Per capire come gli utenti percepiscono Iperbole è stata promossa una ricerca in collaborazione con l’Università degli Studi di Bologna dal quale è emerso che i cittadini bolognesi promuovono Iperbole, poiché rappresenta un servizio utile , affidabile ed obiettivo. Fondamentale però per conquistare la fiducia del cittadino è tenere separata la comunicazione politica da quella istituzionale, anche se spesso usando i social questo non risulta facile. A tal proposito Zanelli ha mostrato degli esempi concreti in aula, mostrando come ancora in Italia sia facile imbattersi in realtà istituzionali che di fatto comunicano con i profili dei loro personaggi politici rappresentativi e non con un profilo proprio dell’istituzione.

Impressioni

Credits: Redazione CompassUnibo

Una corretta gestione dei social e una comunicazione efficace, esercitata anche attraverso questi canali, riesce ad instaurare una vera e propria relazione di fiducia tra pubbliche amministrazioni e cittadini. Bologna anche in questo caso rappresenta un esempio, infatti il comune ha un account Facebook, un account Twitter ed uno Instagram .

Gli account Facebook e Twitter si sono rivelati uno strumento utile in diversi momenti, ad esempio per la gestione delle emergenze territoriali come neve o terremoto, per le quali sono stati lanciati e utilizzati hashtag (#boneve ) che hanno agevolato la comunicazione e il flusso di informazioni. In altri casi sono stati utili per ricordare e per costruire comunità e momenti di aggregazione come nel caso delle iniziative #2agosto e #Ioricordo.

Di certo può capitare che la comunicazione che parte dai social network spesso non arrivi ai cittadini direttamente interessati, possono presentarsi situazioni di scontro seppur virtuale e possono verificarsi degli errori nella gestione di un account social di un istituzione pubblica, ma l’importante rimane non perdere il contatto e il rapporto con i cittadini, cercando di rimediare e rispondere prontamente ai problemi che si verificano. Sono diversi gli esempi che Zanelli ha mostrato ai partecipanti, sottolineando l’importanza di rispondere comunque al cittadino che scrive, di verificare sempre le fonti ed orientare colui che scrive – spesso anche con tono polemico e accusatorio – verso la corretta informazione.

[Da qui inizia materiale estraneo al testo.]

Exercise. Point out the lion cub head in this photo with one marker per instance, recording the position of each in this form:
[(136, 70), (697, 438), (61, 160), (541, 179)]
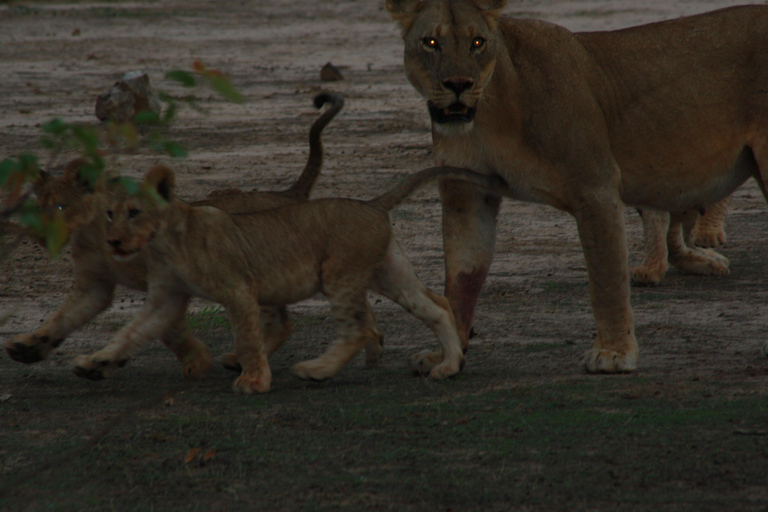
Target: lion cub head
[(450, 54), (71, 200), (136, 212)]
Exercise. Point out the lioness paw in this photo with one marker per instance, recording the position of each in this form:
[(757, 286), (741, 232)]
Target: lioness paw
[(609, 361), (424, 362), (250, 384)]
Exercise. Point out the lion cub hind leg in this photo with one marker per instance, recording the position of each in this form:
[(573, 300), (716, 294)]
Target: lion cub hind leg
[(709, 230), (195, 357), (275, 328), (396, 280), (345, 284)]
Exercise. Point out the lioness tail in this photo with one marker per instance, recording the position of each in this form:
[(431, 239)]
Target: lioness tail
[(303, 186), (408, 186)]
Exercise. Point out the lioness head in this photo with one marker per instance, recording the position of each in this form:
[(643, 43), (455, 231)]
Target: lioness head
[(136, 212), (450, 54), (69, 200)]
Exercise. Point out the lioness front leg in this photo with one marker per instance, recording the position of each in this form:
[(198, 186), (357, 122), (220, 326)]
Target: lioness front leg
[(600, 222), (87, 300), (161, 313), (469, 239), (655, 263)]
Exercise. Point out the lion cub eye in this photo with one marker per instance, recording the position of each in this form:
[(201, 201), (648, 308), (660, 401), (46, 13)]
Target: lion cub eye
[(430, 42)]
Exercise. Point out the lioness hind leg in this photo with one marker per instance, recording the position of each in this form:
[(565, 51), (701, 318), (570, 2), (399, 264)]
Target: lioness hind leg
[(689, 258), (396, 279), (357, 328), (709, 230), (654, 266)]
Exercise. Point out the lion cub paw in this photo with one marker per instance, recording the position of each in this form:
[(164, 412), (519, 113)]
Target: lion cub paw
[(704, 262), (29, 348), (434, 365), (425, 361), (609, 361), (95, 368)]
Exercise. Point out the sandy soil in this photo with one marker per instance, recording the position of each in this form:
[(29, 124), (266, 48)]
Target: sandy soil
[(56, 57)]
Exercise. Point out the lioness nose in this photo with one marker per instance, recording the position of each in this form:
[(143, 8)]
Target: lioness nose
[(458, 85)]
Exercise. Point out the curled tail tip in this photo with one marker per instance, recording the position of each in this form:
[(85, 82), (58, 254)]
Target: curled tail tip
[(328, 97)]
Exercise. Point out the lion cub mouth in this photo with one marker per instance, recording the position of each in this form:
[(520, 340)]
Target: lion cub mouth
[(455, 113)]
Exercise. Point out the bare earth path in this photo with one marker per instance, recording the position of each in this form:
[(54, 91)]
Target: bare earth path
[(700, 338)]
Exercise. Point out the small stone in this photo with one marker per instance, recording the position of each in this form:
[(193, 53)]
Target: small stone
[(330, 73), (127, 97)]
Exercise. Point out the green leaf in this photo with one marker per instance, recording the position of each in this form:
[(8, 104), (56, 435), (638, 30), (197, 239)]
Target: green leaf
[(185, 78)]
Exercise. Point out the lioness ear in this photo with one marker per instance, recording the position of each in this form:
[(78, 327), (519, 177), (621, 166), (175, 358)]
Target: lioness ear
[(162, 180), (404, 11)]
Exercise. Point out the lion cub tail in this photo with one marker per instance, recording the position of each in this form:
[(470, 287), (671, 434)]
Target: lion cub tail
[(303, 186), (408, 186)]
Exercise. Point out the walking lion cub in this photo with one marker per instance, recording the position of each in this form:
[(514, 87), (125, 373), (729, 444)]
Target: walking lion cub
[(339, 247), (82, 204)]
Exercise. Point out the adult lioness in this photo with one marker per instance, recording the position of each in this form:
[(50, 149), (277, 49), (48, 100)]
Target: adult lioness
[(340, 247), (96, 273), (672, 116), (683, 240)]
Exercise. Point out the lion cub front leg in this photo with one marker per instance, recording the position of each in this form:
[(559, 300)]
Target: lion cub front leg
[(161, 313), (194, 355), (88, 299)]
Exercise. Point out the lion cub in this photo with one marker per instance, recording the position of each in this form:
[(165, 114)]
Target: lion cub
[(339, 247), (81, 204)]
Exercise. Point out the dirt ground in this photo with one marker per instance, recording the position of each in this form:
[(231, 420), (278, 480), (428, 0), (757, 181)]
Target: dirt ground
[(56, 57)]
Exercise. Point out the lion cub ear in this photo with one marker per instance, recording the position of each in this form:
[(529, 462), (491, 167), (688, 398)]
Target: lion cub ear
[(162, 180)]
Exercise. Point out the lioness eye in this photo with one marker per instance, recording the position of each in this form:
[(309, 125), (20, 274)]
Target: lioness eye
[(430, 42)]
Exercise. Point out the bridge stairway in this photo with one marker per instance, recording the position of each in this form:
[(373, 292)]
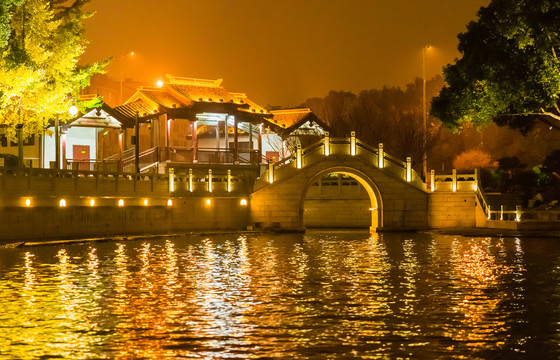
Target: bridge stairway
[(339, 149), (509, 201)]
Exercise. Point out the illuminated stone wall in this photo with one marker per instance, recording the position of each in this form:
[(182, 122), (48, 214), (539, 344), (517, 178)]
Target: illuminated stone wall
[(452, 209), (185, 215)]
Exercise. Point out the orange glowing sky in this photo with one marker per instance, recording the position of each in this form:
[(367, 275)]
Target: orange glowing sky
[(279, 52)]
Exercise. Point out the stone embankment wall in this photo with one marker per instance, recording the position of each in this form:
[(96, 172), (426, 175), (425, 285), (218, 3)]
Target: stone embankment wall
[(337, 202), (451, 209), (30, 205), (185, 215)]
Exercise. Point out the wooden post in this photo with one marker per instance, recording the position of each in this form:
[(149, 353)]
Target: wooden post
[(235, 144), (136, 144), (502, 212), (171, 180), (195, 141), (409, 169), (433, 180), (475, 179), (454, 179), (57, 142), (63, 135), (270, 171), (229, 181), (260, 144)]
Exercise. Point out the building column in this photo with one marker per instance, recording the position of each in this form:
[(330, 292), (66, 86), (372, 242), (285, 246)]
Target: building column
[(235, 144), (57, 143), (195, 141), (19, 128), (260, 144), (137, 144), (64, 151)]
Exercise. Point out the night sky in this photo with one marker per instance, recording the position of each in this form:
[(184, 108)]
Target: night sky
[(279, 52)]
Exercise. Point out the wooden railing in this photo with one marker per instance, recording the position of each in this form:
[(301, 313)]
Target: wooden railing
[(343, 146)]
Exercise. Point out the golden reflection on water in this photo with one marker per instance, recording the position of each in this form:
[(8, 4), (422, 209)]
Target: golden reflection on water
[(282, 296)]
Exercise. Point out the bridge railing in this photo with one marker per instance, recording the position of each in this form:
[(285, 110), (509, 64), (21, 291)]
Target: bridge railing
[(349, 146), (52, 184)]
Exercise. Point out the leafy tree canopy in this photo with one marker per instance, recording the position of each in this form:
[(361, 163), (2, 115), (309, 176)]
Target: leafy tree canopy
[(41, 42), (509, 71)]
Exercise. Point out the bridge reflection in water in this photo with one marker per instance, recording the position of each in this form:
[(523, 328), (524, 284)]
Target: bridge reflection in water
[(318, 295)]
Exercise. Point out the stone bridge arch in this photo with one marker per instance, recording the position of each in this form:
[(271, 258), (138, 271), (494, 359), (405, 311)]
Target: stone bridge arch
[(376, 201), (401, 206)]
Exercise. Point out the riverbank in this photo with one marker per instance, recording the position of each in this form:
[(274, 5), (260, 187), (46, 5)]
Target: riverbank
[(481, 232), (11, 244)]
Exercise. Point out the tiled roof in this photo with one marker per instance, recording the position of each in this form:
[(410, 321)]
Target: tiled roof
[(198, 90), (161, 97), (138, 106), (289, 117), (253, 107)]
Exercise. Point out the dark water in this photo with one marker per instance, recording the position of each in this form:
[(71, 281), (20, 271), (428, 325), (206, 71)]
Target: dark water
[(313, 296)]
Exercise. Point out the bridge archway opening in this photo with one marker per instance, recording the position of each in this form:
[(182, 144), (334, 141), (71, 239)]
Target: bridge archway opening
[(341, 198)]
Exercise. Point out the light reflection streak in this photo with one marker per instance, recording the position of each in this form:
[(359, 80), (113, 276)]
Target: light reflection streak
[(476, 267), (384, 296)]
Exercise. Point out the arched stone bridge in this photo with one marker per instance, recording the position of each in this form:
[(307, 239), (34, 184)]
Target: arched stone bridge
[(398, 196)]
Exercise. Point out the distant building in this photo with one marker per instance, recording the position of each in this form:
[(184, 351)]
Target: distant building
[(185, 121)]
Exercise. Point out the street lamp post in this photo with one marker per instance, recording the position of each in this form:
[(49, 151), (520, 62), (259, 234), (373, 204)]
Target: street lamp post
[(424, 114), (121, 82)]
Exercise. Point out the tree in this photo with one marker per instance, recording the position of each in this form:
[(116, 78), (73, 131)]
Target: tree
[(391, 115), (509, 71), (41, 42), (472, 159)]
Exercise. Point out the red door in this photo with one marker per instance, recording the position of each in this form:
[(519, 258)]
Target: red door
[(81, 156)]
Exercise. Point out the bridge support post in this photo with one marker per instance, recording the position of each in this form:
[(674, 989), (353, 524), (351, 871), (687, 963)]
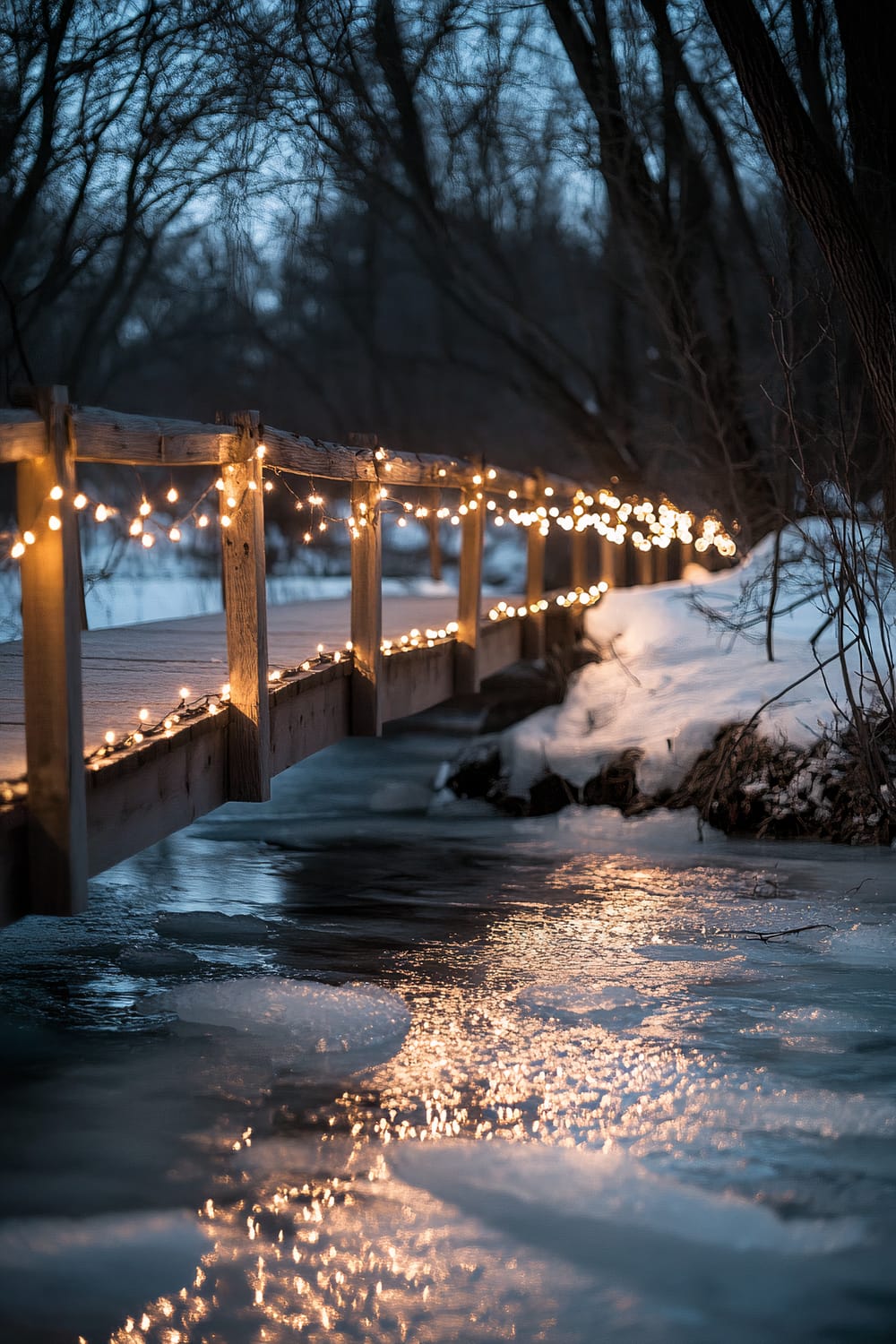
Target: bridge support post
[(533, 629), (242, 537), (469, 597), (613, 564), (579, 558), (51, 599), (367, 610), (643, 567)]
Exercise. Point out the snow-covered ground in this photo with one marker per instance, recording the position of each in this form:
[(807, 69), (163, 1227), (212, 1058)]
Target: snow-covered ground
[(672, 675)]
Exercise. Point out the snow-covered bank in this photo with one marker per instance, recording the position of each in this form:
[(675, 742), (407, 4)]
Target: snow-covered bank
[(683, 661)]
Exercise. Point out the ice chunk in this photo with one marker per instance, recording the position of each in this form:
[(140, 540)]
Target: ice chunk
[(607, 1188), (610, 1005), (210, 926), (93, 1271), (301, 1019), (153, 959)]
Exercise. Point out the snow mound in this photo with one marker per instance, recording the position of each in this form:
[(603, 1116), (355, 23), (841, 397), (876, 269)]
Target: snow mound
[(303, 1018), (210, 926), (608, 1190), (672, 677)]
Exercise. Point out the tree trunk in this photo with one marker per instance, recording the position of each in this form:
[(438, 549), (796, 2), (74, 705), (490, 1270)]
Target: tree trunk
[(818, 187)]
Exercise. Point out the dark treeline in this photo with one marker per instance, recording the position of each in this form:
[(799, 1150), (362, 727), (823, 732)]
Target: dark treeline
[(619, 237)]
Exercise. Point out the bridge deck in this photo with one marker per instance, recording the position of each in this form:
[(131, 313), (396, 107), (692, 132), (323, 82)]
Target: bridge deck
[(128, 668)]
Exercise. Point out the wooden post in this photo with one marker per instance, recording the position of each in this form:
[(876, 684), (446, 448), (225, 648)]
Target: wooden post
[(533, 642), (469, 597), (579, 558), (613, 564), (367, 610), (435, 550), (643, 567), (51, 671), (242, 502)]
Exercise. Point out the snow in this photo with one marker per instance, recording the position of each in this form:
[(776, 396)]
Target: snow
[(670, 677), (607, 1188), (298, 1018)]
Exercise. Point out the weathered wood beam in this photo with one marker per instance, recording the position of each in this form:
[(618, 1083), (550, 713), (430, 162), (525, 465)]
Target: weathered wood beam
[(101, 435), (23, 435), (242, 535), (56, 843), (367, 609)]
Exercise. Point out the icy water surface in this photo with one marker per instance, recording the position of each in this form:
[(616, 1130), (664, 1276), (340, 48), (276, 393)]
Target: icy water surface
[(347, 1069)]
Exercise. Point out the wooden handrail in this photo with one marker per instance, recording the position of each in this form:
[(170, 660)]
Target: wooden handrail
[(102, 435), (46, 445)]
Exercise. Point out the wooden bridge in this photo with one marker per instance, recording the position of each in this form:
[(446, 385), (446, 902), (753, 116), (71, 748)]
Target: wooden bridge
[(228, 701)]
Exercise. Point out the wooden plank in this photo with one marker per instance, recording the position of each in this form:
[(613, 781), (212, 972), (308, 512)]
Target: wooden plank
[(23, 435), (535, 625), (51, 671), (242, 507), (367, 609), (417, 680), (500, 644), (102, 435), (309, 714), (469, 605), (137, 800)]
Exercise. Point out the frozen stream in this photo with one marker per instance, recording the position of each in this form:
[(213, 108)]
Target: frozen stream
[(438, 1075)]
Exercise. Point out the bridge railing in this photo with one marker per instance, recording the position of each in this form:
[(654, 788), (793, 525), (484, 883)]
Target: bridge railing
[(46, 438)]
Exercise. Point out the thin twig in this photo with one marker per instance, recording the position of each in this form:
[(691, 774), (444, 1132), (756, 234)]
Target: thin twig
[(756, 935)]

Proprio nell’ottica di costruire un rapporto di fiducia. il team di Iperbole ha ultimamente permesso la gestione dell’account Twitter ai cittadini bolognesi sperimentando questa iniziative nel weekend e in caso di particolari eventi culturali. Prosegue inoltre da gennaio 2015 la sperimentazione di una gestione diffusa dell’account Instagram, affidato ad un team di instagramers, che quotidianamente raccontano la città di Bologna con foto scattate in ogni angolo della città. Un racconto collettivo, che spesso coinvolge anche turisti e viaggiatori di passaggio attraverso la funzione dei repost. Un modo per rafforzare il legame tra la città e le persone grazie alla forza dei social newtork.